His reply? "Put some good teachers out there."
— Post-Standard
Bringing aid to Africa
NYSUT members routinely go above and beyond to help children in need. Nancy Wiley and Peter Pollock are no exceptions.
Wiley spent a recent break protecting children and pregnant mothers from malaria-causing mosquitoes in Zimbabwe. A New Visions health career exploration instructor at Washington-Saratoga-Warren-Hamilton-Essex BOCES, Wiley conducted malaria screenings in Chikandakubi, a village near Victoria Falls.
A member of Saratoga-Adirondack BOCES Employees Association, led by Bert Weber, Wiley traveled with World's Window Inc., a non-profit group providing humanitarian aid to areas of the world in need.
Pollock, who works in several schools through the Otsego-Northern Catskill BOCES, read that more than 3,000 African children die daily from malaria. That inspired the science teacher to take up a collection to purchase mosquito nets. He and his students raised $700 for the nets, which the World Health Organization says could reduce malaria by up to 60 percent.
Pollock is a member of Otsego-Northern Catskill BOCES TA, headed by Ron Ritter.
— Various reports
SUNY teacher prep gets an A+
The Ella Cline Shear School of Education at the State University of New York at Geneseo has aced a rigorous national test, earning the nod from the National Council for Accreditation of Teacher Education.
The NCATE accreditation covers teacher preparation and advanced prep levels. It is based on surveys and interviews with grads, school administrators who employ graduates, student internship supervisors and faculty.
Get it. GOT it. Good.
In a unique program in the Bath school district of Steuben County, teachers use "tough love" to reach at-risk students.

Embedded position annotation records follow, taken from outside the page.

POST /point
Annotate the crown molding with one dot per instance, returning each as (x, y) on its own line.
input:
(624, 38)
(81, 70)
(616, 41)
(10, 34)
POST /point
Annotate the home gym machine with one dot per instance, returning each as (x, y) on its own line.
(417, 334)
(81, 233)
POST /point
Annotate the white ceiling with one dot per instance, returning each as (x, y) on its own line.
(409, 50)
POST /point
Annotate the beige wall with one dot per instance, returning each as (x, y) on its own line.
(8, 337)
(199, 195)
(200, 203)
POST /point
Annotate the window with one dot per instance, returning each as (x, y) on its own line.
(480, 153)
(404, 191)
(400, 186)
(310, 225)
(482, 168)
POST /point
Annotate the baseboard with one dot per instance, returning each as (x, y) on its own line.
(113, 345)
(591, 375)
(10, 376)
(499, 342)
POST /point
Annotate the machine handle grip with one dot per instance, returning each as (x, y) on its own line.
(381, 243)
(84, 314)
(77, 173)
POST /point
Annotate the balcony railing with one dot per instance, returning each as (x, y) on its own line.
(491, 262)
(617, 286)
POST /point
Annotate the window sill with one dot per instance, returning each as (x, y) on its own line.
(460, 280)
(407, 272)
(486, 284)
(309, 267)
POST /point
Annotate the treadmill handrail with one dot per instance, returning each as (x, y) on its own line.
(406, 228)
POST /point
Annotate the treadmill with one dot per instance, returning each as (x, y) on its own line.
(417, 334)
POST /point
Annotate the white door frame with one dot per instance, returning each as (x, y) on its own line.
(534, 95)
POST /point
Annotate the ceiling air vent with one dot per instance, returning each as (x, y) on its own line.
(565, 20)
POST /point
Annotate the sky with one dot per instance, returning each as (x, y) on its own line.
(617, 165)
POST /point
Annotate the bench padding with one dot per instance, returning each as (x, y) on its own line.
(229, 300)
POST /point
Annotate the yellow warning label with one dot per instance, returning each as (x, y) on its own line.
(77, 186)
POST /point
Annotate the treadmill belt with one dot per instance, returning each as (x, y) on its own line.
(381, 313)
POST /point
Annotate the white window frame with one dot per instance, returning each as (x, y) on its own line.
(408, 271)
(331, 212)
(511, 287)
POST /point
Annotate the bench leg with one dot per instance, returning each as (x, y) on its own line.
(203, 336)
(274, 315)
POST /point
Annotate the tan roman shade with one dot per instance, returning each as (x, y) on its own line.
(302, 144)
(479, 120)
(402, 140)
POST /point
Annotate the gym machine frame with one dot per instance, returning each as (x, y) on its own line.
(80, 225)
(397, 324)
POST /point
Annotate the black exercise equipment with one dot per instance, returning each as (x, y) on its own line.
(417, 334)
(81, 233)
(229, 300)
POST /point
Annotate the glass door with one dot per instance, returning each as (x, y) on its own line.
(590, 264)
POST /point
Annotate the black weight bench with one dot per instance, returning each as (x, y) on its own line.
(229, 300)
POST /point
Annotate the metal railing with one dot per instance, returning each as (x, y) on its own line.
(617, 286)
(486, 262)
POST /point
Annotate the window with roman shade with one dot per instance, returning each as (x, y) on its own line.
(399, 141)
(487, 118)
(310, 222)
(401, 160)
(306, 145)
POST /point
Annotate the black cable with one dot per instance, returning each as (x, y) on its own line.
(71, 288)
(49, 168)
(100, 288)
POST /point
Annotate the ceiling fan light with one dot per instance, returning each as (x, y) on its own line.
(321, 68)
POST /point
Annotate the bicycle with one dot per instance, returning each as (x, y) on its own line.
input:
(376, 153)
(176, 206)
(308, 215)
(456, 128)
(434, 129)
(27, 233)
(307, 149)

By all accounts, it seems to be working.
Five years ago, educators developed the Get On Track program for middle- level students with academic — and, more importantly — major behavioral problems. Up to 11 students are referred to the program by teachers, guidance counselors and the school principal.
Haverling TA members Steve Narby and Lou Ortiz, a teaching assistant who used to work at a residential treatment center for children, teach all four core subjects. The Haverling TA is led by Richard Rohrbach.
Students, who also eat lunch with their teachers, may earn their way out of the program by accumulating up to 1,000 points for such categories as passing the class, attendance and class preparedness.
Three of the six students in the first GOT group have now graduated; at least one student has made a complete academic and behavioral turnaround and is no longer classified as a special education student.